Start Date: Jul 24, 2006
End Date: Aug 09, 2010

Objective:
To develop biocatalytic methods for the conversion of crop derived carbohydrates to high value polysaccharides or oligosaccharides. The project will be composed of two major objectives. 1) Develop biocatalytic methods for the conversion of starch, corn coproducts, beet sugar, or cane sugar to value-added oligosaccharides. 2) Develop green chemistry ionic liquid-based methods for the biocatalytic production of value-added oligosaccharides. Their common feature is the use of agriculturally derived carbohydrates for the production of high-value products which utilize some of the structural features of the original carbohydrates.

Approach:
Glycansucrases. Our research in this area will focus on the use of alternansucrase to synthesize oligosaccharides via transfer of glucosyl units from sucrose to mono- or oligo-saccharide acceptors. As alternansucrase is better at catalyzing acceptor reactions than commercial dextransucrase, yielding a better variety of mixed-linkage products, we will first focus on this enzyme.

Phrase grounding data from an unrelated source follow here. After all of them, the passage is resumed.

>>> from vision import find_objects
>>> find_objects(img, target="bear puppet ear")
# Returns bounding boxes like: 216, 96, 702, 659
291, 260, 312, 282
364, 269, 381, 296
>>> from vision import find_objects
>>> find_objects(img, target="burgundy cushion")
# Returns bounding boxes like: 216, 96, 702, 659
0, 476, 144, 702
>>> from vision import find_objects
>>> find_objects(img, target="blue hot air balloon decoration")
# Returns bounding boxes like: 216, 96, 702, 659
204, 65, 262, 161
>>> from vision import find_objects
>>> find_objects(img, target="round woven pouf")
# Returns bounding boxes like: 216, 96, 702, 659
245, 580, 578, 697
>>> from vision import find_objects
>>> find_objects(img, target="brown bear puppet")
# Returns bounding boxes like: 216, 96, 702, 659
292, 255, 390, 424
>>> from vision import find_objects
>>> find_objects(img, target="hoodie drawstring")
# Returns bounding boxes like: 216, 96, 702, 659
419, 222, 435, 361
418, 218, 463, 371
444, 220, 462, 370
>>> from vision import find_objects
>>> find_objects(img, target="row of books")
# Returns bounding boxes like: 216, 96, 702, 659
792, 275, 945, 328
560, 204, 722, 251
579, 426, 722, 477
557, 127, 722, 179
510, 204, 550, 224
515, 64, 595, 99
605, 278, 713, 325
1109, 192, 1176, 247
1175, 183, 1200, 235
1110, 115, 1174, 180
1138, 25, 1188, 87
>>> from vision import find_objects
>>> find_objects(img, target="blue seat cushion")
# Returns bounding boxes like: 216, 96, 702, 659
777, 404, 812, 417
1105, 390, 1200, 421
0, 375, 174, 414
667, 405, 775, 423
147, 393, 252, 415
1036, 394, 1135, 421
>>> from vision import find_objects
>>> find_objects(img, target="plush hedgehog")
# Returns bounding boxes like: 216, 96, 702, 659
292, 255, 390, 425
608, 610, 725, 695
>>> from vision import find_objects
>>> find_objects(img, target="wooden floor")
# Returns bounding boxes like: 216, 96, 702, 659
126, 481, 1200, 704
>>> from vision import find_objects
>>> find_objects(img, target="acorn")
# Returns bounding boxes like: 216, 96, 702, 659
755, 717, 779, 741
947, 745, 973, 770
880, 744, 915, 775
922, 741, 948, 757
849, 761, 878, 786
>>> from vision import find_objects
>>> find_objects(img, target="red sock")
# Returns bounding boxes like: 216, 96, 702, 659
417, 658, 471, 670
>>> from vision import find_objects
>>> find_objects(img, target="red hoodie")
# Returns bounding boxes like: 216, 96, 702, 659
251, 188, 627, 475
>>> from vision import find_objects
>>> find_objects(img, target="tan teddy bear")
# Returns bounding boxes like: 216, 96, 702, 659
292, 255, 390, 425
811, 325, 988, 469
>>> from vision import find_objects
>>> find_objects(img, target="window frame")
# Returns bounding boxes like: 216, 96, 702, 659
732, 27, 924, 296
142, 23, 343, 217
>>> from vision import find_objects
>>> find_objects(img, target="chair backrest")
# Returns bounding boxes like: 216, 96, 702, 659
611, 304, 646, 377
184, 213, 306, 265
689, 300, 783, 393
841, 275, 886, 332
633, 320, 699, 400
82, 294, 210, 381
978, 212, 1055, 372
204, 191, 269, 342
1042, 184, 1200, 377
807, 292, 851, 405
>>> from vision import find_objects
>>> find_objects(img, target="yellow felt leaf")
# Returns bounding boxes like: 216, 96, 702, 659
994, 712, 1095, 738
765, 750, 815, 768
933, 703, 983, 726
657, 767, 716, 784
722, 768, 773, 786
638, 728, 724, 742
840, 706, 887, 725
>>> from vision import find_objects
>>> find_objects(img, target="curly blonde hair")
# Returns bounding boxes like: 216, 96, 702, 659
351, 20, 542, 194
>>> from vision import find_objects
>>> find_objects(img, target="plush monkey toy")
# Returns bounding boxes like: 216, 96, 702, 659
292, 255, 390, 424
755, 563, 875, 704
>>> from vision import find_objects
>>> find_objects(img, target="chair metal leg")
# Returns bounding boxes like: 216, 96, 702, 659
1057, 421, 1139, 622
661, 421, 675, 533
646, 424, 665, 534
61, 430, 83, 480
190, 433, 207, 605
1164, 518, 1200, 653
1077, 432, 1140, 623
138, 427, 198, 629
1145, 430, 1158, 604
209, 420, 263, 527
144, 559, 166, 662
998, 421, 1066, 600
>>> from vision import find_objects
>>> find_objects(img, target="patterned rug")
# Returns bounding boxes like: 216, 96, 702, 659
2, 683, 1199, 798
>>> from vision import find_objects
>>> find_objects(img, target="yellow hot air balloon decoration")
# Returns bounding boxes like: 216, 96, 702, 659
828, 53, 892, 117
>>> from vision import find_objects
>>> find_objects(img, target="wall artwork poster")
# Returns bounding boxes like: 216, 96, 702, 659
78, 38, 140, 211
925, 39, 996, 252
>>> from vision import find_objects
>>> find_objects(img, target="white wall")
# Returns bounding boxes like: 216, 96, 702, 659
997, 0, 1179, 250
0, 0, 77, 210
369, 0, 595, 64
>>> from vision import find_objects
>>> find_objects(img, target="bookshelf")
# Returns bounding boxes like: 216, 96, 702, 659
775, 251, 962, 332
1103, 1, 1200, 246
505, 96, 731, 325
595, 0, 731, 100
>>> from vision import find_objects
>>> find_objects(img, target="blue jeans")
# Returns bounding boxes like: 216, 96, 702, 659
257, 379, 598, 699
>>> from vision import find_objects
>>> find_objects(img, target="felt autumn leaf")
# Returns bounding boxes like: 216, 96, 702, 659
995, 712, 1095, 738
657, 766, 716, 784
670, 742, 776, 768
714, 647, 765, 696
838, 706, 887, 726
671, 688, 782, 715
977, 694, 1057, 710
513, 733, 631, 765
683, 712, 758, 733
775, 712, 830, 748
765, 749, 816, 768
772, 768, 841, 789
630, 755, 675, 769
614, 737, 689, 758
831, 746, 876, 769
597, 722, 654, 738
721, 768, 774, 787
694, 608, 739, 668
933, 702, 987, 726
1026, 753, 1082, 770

The newly synthesized oligosaccharides are expected to support the growth of specific beneficial microbes in the gastrointestinal tract. We will develop these and other products and determine their structures. The role of oligomer structure and size (degree of polymerization) in fermentability and prebiotic activity will be investigated. This is expected to yield not only new, more strain-specific prebiotics, but will also give rise to a better understanding of the mechanism of prebiotic action. Corn coproducts. This research will utilize abundant, low-value agricultural biomass, particularly corn fiber arising as a coproduct of corn wet milling for production of starch, sweeteners, and ethanol. This is attractive as a model corn residue because it accumulates in enormous volumes in milling facilities and does not need to be collected and transported from fields as do corncobs and stover. Research will also utilize DDGS, an abundant low-value coproduct of dry grind fuel ethanol production. Both corn fiber and DDGS are rich in arabinoxylan, a complex polysaccharide with a backbone of B- (1,4) linked xylose and various side chains and other modifications. Combinations of specific enzymes will be used to cut corn fiber xylan at these linkages to produce a collection of novel oligosaccharides. Transglycosylations in ionic liquids. The approach will be to use commercial enzymes in non-aqueous ionic liquids to produce new prebiotic oligosaccharides and cyclic oligosaccharides that are unattainable in water-based systems. Various ionic liquids, enzymes, and conditions will be tested in order to optimize the non-aqueous transglycosylations. Oligosaccharides produced from this part of the project plan will be tested for prebiotic activity in vitro and in vivo. BSL-1 and Risk Group RG1 recertified September 3, 2009.